The brief introduction to Cassandra.

Cuicui Feng
Nov 7 · 5 min read

With the gradually learning about the big data, the difference between all these NoSQL databases become more clear. There are Key-Value, Column-based, graphic databases, different data structures, can be applied to websites and companies’ applications. As for the specific database implementation, from the Hadoop to MongoDB, from the Hive to Pig, there are advantages and disadvantages.

The first time to know about Cassandra is the class, Big Data Architecture & Governance. The professor asked everyone to learn one more big data database and present that in class. When I heard about Cassandra, the first thought is the story from Greek mythology. It means a woman cursed to utter true prophecies, but never to be believed. And I think the Apache Cassandra’s name was also inspired by this beautiful mystic seer.

Cassandra is a popular open-source NoSQL database, which is a column-family data store. It is being successfully used in a variety of contexts like analytics, time series analysis, monitoring, retail, e-commerce, etc. So I was impressed by the powerful functions of Cassandra.

I will briefly introduce Cassandra and state it through the next five parts.

Part1: Overview

Part2: Characteristics(Key Features) of Cassandra

Part3: The Architecture of Cassandra

Part4: Data Structure of Cassandra

Part5: Data Flow: The Read and Write Process


Part1:Overview

website: http://cassandra.apache.org
website: http://cassandra.apache.org

When we begin to learn something about a new coding language or some advanced tools, the most useful website is its official website. You can not only download and read the document but also know the most important features and application in reality.

This is official introduction to Cassandra on the website.

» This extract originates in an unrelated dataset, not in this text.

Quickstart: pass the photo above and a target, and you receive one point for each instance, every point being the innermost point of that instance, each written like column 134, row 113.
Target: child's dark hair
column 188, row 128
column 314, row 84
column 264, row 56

The Apache Cassandra database is the right choice when you need scalability and high availability without compromising performance.Linear scalability and proven fault-tolerance on commodity hardware or cloud infrastructure make it the perfect platform for mission-critical data.Cassandra’s support for replicating across multiple datacenters is best-in-class, providing lower latency for your users and the peace of mind of knowing that you can survive regional outages.

When you read this brief introduction to Cassandra, you can extract three key words from that. Scalability, high availability and lower latency. This is the obvious advantages compared to some other databases. Then, let me explain these features.


Part2: Key Features of Cassandra

How Cassandra can implement its scalability? The answer is its structure. Due to its multi-master architecture, Cassandra is linearly scalable. This means you can just double the number of nodes in a cluster, and it can handle twice the writes. And I will extend more details in the next part.

We can prove it's scalability through some examples. There are the largest production deployments include Apple’s, with over 75,000 nodes storing over 10 PB of data, Netflix (2,500 nodes, 420 TB, over 1 trillion requests per day), Chinese search engine Easou (270 nodes, 300 TB, over 800 million requests per day), and eBay (over 100 nodes, 250 TB).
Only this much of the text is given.